Lanjutnya, untuk kasus pasangan nomor urut 2 sebenarnya, itu proses nya dalam sengketa proses, mengenai syarat calon dan itu sudah lewat.
“Nah, kalau yang many politik itu kan pidana. Kemudian prosesnya itu melalui sengketa proses juga. Dan tahapan sengketa proses juga itu sudah lewat. Nah, untuk Mahkamah Konstitusi itu sengketa hasil, beda tahapan prosesnya itu,” bebernya.
Dijabarkannya lagi, untuk kasus many politik itu harus memenuhi syarat Terstruktur Sistematis dan Masif (TSM).

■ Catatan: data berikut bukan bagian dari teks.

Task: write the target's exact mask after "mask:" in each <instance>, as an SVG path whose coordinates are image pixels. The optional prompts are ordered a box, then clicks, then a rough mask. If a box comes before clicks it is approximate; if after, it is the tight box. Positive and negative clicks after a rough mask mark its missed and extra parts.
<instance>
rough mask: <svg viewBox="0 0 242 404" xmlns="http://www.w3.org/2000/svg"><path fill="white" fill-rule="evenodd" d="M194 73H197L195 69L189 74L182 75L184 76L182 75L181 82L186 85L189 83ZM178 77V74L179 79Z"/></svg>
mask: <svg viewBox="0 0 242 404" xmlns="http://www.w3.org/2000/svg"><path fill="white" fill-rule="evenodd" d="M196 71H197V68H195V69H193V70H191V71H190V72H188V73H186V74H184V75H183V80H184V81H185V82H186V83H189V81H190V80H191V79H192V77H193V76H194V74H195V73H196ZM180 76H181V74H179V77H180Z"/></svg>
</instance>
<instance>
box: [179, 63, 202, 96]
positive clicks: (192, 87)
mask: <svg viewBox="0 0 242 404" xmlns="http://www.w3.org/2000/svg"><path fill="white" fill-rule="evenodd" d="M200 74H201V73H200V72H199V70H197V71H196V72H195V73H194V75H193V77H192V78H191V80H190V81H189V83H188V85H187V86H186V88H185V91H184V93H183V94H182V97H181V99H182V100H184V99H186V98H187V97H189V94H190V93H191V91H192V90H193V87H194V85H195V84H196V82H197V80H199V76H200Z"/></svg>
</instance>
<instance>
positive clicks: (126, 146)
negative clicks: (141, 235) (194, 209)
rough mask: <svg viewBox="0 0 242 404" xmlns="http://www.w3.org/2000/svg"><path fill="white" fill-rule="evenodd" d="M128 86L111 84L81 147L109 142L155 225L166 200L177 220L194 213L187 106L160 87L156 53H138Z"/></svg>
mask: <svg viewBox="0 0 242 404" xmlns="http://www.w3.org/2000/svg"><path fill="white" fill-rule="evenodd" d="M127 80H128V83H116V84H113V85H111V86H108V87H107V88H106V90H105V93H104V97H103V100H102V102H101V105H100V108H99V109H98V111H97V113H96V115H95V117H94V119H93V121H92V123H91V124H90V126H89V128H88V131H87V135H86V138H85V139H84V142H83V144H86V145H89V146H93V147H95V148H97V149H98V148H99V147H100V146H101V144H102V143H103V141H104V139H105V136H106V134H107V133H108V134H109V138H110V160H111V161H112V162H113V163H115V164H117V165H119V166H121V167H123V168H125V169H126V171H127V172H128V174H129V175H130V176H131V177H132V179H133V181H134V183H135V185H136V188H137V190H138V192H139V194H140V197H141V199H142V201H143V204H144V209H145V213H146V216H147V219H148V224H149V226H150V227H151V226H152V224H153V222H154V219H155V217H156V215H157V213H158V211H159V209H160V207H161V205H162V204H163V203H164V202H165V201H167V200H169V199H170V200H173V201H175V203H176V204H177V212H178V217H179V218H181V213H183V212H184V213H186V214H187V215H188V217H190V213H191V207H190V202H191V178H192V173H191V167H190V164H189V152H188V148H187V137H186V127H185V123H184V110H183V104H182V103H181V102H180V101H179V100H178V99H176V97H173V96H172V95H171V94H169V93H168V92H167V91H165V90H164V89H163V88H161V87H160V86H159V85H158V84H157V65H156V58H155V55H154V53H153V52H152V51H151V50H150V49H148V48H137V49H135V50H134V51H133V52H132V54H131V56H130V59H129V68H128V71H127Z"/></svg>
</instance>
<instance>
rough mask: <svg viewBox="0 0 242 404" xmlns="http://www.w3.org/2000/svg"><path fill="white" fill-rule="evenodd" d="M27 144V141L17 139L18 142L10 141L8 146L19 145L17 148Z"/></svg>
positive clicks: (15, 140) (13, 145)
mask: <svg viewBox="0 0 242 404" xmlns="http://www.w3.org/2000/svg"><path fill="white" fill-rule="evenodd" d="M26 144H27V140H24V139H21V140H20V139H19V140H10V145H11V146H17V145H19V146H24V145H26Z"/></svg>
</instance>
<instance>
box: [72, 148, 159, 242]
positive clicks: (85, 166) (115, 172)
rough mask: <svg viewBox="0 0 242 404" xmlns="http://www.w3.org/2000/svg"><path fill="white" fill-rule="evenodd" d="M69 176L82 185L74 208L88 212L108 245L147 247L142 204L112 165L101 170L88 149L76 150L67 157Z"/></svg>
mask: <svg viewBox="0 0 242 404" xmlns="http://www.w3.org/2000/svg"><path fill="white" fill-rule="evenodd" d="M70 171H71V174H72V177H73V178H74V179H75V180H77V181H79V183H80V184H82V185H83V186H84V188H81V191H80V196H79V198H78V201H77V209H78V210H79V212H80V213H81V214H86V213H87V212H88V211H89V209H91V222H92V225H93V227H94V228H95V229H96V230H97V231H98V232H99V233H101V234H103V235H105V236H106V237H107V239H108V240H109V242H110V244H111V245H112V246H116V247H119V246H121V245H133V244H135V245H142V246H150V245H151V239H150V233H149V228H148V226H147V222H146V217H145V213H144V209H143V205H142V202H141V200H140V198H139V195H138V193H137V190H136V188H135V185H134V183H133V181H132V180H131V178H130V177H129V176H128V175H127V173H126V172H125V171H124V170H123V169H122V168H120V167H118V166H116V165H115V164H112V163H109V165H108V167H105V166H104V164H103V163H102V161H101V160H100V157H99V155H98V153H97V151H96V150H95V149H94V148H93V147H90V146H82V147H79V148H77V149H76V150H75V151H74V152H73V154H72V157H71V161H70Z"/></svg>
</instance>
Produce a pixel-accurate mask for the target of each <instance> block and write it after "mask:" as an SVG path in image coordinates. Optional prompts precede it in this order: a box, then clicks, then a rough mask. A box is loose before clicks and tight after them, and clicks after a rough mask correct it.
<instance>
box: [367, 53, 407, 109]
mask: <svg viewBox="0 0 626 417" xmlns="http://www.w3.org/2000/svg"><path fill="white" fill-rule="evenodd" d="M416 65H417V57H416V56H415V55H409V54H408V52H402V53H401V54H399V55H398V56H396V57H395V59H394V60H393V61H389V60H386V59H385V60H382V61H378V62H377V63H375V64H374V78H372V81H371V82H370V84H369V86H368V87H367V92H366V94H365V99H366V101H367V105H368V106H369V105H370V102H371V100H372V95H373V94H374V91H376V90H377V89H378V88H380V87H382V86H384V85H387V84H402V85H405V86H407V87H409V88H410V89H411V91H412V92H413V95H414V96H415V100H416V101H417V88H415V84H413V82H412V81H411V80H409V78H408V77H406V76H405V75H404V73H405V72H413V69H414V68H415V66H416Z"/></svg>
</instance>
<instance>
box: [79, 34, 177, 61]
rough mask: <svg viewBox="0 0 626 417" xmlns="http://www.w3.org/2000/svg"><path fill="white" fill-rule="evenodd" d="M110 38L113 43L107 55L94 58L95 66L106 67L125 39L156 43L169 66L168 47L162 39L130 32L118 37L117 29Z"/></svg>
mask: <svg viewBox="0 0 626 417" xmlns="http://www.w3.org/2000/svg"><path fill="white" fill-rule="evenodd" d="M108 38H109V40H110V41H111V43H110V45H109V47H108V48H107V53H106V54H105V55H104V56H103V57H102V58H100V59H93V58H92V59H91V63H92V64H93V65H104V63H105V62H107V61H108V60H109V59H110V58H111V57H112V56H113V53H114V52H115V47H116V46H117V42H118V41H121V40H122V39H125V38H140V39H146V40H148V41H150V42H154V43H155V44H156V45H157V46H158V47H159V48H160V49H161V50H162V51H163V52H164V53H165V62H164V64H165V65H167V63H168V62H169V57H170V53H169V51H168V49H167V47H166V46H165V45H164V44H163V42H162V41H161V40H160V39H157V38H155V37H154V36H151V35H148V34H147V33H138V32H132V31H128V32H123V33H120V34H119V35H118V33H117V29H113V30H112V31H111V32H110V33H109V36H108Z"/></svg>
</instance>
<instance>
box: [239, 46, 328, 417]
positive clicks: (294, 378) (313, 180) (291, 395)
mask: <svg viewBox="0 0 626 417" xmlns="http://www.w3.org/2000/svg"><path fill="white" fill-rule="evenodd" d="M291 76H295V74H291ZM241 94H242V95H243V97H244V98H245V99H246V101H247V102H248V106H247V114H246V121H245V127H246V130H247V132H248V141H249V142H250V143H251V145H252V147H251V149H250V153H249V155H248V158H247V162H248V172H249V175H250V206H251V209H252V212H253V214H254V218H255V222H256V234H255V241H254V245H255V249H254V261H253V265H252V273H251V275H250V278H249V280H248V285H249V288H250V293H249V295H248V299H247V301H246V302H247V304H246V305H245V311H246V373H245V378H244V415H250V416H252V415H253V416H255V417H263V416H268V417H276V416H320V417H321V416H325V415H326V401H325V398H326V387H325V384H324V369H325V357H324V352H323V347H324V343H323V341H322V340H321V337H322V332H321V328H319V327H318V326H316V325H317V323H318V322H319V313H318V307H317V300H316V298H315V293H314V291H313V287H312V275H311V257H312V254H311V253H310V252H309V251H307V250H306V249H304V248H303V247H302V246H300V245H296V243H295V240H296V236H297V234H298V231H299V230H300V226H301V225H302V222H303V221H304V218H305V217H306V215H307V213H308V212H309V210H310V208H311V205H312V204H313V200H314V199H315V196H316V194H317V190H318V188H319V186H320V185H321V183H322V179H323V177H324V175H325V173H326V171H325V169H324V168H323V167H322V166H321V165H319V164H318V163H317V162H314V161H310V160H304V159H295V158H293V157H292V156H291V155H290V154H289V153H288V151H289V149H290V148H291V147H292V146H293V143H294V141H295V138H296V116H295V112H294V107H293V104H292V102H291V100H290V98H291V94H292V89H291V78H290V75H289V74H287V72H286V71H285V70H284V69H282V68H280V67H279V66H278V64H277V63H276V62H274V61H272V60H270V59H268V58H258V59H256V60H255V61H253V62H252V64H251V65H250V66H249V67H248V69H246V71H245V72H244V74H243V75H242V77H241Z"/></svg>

Lebih jauh, dia menilai terkait dengan dalil gugatan dengan tuntutan pemohon itu tidak berkesesuaian.
“Saya melihat agak kabur ini, antara posita dengan petitum pemohon, yang dimana dalam tuntutannya itu diminta didiskualifikasi pasangan nomor urut 2. Sementara pasangan nomor urut 3 yang didalilkan melanggar pidana many politik yang berkonsekuensi diskualifikasi calon, justru tidak diminta dalam petitum.”
“Malah dalam petitum meminta Pemilihan Suara Ulang (PSU), kemudian tidak diikut sertakan pasangan nomor urut 2, kan aneh itu, enggak jelas,” katanya.
Ditambahkannya, seandainya kalau saya jadi majelis hakim dalam proses persidangan Dismissal itu gugur tidak bisa dilanjutkan dalam persidangan pokok.
“Karena syarat formil dan materil itu tidak terpenuhi,” pungkasnya.
Kini, semua mata tertuju pada Mahkamah Konstitusi, yang akan menentukan apakah gugatan ini akan berlanjut ke tahap sidang pokok atau gugur dalam putusan Dismissal pada 4-5 Februari 2025.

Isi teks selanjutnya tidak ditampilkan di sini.